To help the programmer ensure that the final sync() is called, WriteBackCacheManager objects can be used in a with statement::

    with pylru.WriteBackCacheManager(store, size) as cached:
        # Use cached just like you would store. sync() is called automatically
        # for you when leaving the with statement block.


FunctionCacheManager
---------------------

FunctionCacheManager allows you to compose a function with an lrucache. The resulting object can be called just like the original function, but the results are cached to speed up future calls. The function must have arguments that are hashable. FunctionCacheManager takes an optional callback function as a third argument::

    import pylru

    def square(x):
        return x * x

    size = 100
    cached = pylru.FunctionCacheManager(square, size)

    y = cached(7)

    # The results of cached are the same as square, but automatically cached
    # to speed up future calls.

    cached.size()       # Returns the size of the cache
    cached.size(x)      # Changes the size of the cache. x MUST be greater than
                        # zero. Returns the new size x.

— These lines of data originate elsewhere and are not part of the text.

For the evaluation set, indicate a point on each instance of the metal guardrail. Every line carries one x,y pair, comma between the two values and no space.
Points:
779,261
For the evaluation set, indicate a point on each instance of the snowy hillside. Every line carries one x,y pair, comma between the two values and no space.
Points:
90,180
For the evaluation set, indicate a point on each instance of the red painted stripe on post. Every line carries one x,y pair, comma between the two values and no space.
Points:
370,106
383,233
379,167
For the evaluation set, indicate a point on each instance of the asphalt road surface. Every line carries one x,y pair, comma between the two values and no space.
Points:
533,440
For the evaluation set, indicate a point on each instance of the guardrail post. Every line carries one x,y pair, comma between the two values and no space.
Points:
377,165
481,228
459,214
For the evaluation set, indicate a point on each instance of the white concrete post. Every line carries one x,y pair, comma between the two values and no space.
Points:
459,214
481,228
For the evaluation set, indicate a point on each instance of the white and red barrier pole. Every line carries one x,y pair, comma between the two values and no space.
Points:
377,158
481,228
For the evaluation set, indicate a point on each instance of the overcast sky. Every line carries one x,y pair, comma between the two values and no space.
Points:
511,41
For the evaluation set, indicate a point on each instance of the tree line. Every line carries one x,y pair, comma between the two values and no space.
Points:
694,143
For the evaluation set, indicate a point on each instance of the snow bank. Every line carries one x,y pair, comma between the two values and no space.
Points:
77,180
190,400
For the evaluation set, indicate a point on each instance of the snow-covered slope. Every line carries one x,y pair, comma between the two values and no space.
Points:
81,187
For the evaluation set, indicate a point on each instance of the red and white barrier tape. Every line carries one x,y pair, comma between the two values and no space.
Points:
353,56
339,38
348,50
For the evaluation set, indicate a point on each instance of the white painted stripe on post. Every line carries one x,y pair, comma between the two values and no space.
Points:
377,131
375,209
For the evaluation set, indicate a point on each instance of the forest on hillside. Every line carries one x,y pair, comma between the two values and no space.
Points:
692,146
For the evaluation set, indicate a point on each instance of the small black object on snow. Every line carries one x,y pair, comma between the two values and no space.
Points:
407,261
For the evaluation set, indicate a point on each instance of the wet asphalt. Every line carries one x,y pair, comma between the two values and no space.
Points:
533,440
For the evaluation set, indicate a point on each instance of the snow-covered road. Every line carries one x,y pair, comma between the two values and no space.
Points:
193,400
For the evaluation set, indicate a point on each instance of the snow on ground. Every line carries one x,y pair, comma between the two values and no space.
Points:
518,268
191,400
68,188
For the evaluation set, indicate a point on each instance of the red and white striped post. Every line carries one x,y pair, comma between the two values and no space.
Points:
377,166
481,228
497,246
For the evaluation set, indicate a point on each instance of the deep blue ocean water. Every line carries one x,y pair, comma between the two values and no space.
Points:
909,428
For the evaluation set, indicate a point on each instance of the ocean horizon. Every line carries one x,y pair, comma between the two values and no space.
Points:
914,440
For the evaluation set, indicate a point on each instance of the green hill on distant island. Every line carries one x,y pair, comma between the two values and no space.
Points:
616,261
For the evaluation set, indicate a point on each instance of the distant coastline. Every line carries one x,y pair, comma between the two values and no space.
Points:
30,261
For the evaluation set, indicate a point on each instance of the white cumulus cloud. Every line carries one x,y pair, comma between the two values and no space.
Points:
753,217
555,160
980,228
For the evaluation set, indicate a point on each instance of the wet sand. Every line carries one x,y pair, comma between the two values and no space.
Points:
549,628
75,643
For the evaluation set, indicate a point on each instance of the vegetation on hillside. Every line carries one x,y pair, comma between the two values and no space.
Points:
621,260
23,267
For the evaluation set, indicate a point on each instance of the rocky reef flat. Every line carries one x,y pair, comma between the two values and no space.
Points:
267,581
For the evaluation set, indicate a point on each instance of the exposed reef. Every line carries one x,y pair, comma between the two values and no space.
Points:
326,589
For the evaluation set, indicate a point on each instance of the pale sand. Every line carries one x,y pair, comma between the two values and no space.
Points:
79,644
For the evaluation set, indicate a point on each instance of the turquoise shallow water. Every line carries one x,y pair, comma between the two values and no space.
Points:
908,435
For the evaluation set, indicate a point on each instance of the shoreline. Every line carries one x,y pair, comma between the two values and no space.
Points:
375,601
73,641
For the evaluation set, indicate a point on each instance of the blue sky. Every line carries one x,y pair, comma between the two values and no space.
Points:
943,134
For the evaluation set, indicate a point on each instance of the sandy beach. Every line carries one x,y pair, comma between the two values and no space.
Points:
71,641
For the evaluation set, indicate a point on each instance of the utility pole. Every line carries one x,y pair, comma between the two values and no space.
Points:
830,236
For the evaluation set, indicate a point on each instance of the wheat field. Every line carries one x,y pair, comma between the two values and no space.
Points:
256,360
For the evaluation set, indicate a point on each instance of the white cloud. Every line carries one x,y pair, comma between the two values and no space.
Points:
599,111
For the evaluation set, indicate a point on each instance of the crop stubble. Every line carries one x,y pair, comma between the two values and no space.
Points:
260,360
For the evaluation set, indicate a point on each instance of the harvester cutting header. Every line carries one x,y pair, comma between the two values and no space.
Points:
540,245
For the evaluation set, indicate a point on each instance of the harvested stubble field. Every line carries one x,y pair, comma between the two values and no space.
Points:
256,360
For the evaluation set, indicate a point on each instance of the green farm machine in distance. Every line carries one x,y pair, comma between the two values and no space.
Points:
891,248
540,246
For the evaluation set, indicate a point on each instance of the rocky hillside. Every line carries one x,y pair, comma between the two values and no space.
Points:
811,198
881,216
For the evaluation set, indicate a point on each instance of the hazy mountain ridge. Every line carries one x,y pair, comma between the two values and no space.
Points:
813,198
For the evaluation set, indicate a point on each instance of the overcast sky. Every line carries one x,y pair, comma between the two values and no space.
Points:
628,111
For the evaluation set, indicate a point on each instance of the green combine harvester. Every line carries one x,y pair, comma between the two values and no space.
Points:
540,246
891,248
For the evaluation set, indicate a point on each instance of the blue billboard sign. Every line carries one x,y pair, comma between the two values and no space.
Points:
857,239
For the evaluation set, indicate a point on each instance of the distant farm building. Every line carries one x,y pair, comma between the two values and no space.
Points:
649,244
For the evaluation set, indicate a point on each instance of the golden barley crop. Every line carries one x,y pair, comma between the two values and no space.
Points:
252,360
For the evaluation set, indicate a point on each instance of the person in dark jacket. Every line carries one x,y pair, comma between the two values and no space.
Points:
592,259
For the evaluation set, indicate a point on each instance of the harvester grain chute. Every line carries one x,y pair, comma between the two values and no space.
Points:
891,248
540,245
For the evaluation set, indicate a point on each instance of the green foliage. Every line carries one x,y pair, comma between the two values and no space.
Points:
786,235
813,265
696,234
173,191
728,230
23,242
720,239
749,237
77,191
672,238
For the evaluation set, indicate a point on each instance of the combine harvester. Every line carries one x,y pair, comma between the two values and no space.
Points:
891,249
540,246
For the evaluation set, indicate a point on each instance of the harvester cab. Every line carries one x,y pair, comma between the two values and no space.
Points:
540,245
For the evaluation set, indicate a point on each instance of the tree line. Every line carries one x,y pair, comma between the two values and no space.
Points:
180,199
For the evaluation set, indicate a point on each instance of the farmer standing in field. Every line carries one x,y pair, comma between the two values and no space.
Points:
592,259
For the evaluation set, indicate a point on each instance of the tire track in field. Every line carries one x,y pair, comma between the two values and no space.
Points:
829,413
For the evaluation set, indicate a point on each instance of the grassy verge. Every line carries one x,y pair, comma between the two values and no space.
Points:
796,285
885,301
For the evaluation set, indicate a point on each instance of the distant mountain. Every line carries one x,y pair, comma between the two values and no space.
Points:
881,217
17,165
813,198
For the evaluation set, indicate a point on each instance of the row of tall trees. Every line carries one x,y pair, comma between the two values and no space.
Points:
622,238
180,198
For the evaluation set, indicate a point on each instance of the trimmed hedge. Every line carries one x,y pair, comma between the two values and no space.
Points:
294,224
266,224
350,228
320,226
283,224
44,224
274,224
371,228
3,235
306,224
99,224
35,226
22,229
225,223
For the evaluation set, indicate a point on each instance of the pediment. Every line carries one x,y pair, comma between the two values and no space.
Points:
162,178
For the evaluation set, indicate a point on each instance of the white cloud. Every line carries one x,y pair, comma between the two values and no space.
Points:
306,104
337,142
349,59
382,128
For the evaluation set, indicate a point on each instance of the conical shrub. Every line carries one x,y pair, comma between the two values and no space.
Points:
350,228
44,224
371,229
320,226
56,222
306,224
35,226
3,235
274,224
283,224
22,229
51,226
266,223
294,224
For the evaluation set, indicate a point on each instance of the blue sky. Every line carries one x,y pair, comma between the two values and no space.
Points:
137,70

    cached.clear()      # Remove all items from the cache.



lrudecorator
------------

PyLRU also provides a function decorator. This is basically the same functionality as FunctionCacheManager, but in the form of a decorator. The decorator takes an optional callback function as a second argument::

    from pylru import lrudecorator

    @lrudecorator(100)
    def square(x):
        return x * x

    # The results of the square function are cached to speed up future calls.

    square.size()       # Returns the size of the cache
    square.size(x)      # Changes the size of the cache. x MUST be greater than
                        # zero. Returns the new size x.

    square.clear()      # Remove all items from the cache.